All that winter, whenever Mr. Griffith saw an ice cake, he wasn’t satisfied till he had me on it. (Lillian Gish)

Miss Gish was the gamest little woman in the world It was really pathetic to see the forlorn little creature huddled on a block of ice and the men pushing it off into the stream. . . . But the cold was bitter and Miss Gish was bare-headed and bare-handed and without a heavy outer coat so it was necessary at intervals to bring her in and get her warm. Sometimes when the ice wouldn’t behave she was almost helpless from the cold. (Lee Smith)

It is not surprising that, in discussing Anna’s plight, Wexman makes reference to “Gish’s frail body,” for the production of Way Down East has become notorious in film history for its demands on its performers.
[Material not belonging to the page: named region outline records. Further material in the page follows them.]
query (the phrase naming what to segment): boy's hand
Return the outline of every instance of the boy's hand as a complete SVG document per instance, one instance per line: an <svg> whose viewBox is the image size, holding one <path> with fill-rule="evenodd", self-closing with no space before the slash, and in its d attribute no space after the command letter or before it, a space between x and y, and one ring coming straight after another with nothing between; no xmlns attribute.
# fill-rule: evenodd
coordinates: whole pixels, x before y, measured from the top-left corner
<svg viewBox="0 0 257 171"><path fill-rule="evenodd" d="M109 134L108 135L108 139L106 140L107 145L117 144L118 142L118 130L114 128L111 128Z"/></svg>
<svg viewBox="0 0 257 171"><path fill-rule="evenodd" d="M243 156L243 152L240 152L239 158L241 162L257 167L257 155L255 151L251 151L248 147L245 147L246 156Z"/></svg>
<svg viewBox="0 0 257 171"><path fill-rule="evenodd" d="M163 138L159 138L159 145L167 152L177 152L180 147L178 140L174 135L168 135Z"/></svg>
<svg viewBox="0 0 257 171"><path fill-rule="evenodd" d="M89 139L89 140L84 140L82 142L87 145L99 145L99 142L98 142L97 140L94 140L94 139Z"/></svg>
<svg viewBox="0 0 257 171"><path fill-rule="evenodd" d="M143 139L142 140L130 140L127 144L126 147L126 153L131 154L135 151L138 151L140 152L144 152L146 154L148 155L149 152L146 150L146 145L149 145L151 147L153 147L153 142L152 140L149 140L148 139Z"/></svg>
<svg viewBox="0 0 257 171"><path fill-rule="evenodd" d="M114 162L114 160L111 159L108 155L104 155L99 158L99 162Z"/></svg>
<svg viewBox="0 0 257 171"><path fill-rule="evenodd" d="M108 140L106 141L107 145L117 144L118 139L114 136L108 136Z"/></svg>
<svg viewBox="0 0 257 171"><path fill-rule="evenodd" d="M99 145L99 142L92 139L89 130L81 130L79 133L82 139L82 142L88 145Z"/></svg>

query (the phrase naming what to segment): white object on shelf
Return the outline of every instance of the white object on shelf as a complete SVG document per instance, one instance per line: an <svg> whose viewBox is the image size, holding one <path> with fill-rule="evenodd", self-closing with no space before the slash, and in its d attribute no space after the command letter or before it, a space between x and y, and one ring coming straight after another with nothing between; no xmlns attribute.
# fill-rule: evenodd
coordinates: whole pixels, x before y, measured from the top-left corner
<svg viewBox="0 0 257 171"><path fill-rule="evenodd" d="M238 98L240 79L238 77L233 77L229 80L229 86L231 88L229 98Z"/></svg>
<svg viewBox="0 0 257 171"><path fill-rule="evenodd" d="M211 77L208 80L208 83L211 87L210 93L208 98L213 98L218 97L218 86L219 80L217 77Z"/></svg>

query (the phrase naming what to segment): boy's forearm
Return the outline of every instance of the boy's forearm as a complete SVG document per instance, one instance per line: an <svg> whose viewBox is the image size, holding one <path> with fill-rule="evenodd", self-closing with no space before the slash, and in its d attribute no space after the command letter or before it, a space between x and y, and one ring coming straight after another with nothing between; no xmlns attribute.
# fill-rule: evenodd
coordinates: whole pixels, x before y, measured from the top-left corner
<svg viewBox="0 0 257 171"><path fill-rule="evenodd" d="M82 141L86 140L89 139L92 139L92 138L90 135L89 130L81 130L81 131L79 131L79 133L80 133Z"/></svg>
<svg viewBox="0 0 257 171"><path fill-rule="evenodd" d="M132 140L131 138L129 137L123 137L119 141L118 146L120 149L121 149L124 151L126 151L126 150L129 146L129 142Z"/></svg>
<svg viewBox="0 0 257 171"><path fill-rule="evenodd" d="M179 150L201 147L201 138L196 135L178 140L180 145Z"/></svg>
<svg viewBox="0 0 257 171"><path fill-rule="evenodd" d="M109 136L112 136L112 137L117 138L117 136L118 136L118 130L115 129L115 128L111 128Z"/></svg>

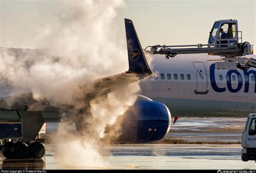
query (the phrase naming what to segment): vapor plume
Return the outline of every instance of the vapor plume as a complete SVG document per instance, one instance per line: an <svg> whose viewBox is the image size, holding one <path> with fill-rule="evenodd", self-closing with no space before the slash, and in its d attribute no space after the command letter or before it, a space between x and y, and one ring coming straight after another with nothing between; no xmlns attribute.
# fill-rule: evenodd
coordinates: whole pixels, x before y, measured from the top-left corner
<svg viewBox="0 0 256 173"><path fill-rule="evenodd" d="M118 135L117 129L107 133L105 128L136 100L137 83L121 84L103 93L93 86L96 80L128 68L125 38L118 37L114 20L117 10L124 5L123 1L114 0L60 2L55 16L57 27L45 21L37 35L24 35L25 41L38 49L1 49L0 78L5 81L1 84L16 89L7 95L29 91L31 100L69 105L66 111L79 112L83 135L70 133L63 124L54 138L55 156L62 164L107 165L99 152L99 141ZM96 93L88 99L92 91ZM66 118L62 121L70 120Z"/></svg>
Shooting the rescue sequence on location (at White River Junction, Vermont; Farmington, Connecticut; and Mamaroneck, New York), the cast and crew were subjected to harrowing winter conditions.

Lillian Gish in Way Down East

Gish recalls:

Again and again, I struggled through the storm. Once I fainted—and it wasn’t in the script. I was hauled to the studio on a sled; thawed out with hot tea, then brought back to the blizzard. … At one time my face was caked with a crust of ice and snow, and icicles like spikes formed on my eyelashes, making it difficult to keep my eyes open. Above the howling storm, she heard a calculating Griffith shouting to the cameraman: “Billy, move in! Get that face! that face — get that face.

Lillian Gish on the ice floe – Way Down East

Commenting on this extradiegetic melodrama, Robert Henderson wryly notes, “It must have seemed as though Griffith had turned into a Simon Legree with Lillian Gish . . . being pursued across the ice”. Griffith was all but obsessed with his snowstorm. A technical director remembers his eternally yelling, “More ice, more ice.” The crew produced some floes by dynamiting the frozen river or by cutting it with a saw (Lennig, 110). For others, he used wooden platforms or blocks of paraffin (112). When his synthetic ice was lost down the falls, he would shout, “How long would it take to build more ice?” (110-12). In addition to artificial ice, Griffith occasionally employed “simulacra” for his actors: either dummies or “doubles” for his principle players. Significantly, while Griffith was freezing Gish on the river’s ice, he was also (like Lennox Sanderson) giving her the “cold shoulder,” looking for her amorous “double.” As Wexman notes, Griffith’s condemnation of male inconstancy in the film “was especially ironic given the director’s personal situation, for he was then in the process of transferring his own affections from Lillian Gish … to Carol Dempster, whom he would star in future productions. Thus, if Gish had cause to suffer at that moment in history, it was Griffith himself who was to blame”.